Blair Vows to Dismantle 1945 Welfare State in Britain
This article is from the archive of The New York Sun before the launch of its new website in 2022. The Sun has neither altered nor updated such articles but will seek to correct any errors, mis-categorizations or other problems introduced during transfer.

LONDON – Prime Minister Blair promised yesterday to push forward with radical welfare reform as he stamped his authority on the Labour Party’s campaign for a third term in power.
He said he wants to dismantle the 1945 welfare state and replace it with a 21st-century “opportunity society” that gives people the skills to end dependence on state benefits.

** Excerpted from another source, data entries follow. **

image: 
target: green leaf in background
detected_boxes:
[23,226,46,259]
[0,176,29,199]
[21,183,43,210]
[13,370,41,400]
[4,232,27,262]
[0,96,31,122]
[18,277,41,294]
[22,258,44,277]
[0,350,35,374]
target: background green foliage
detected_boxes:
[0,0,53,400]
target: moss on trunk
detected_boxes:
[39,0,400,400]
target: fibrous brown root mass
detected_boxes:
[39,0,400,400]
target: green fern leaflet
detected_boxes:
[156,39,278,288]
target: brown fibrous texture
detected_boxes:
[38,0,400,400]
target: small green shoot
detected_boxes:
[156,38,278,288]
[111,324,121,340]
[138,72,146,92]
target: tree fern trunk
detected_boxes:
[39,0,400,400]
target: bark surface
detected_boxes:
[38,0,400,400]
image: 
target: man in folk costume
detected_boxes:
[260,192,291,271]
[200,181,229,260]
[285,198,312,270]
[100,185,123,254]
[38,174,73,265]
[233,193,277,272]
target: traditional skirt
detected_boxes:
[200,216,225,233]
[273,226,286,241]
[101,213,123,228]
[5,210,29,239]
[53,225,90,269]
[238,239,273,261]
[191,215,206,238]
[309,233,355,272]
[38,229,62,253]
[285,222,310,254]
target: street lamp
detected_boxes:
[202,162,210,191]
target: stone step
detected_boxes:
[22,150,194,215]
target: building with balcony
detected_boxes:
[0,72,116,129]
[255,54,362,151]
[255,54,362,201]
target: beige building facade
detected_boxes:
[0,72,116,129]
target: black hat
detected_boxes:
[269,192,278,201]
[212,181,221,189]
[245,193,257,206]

In a blunt message to his left-wing critics, he said there would be no retreat from New Labour policies of using private firms to provide treatment within the National Health Service or allowing independent sponsors to run new city academy schools.
Mr. Blair sought to contrast his “big picture” thinking with what he claimed was the “minimalist” approach of the Conservative leader, Michael Howard, who told the annual Tory conference he would “only promise what we can deliver.”
The prime minister dismissed the suggestion that politicians gained credibility by rejecting grand visions and great causes. The big challenges facing the country – pension reform, child care, public health, and increasing employment – would not be met by “minimalist policies” but by bold and far-reaching reform.
The Conservative Party co-chairman, Liam Fox, said Mr. Blair’s speech to the Institute for Public Policy Research in London was just “more talk.”
“He cannot stop talking about building new societies and new economies,” Mr. Fox said. “So far, we’ve had ‘the decent society,’ ‘the creative economy,’ ‘a stakeholder economy,’ ‘a new Age of Achievement,’ and ‘the partnership economy.'”
Mr. Blair said his vision of an “opportunity society” and greater social mobility could not be achieved within the traditional welfare state.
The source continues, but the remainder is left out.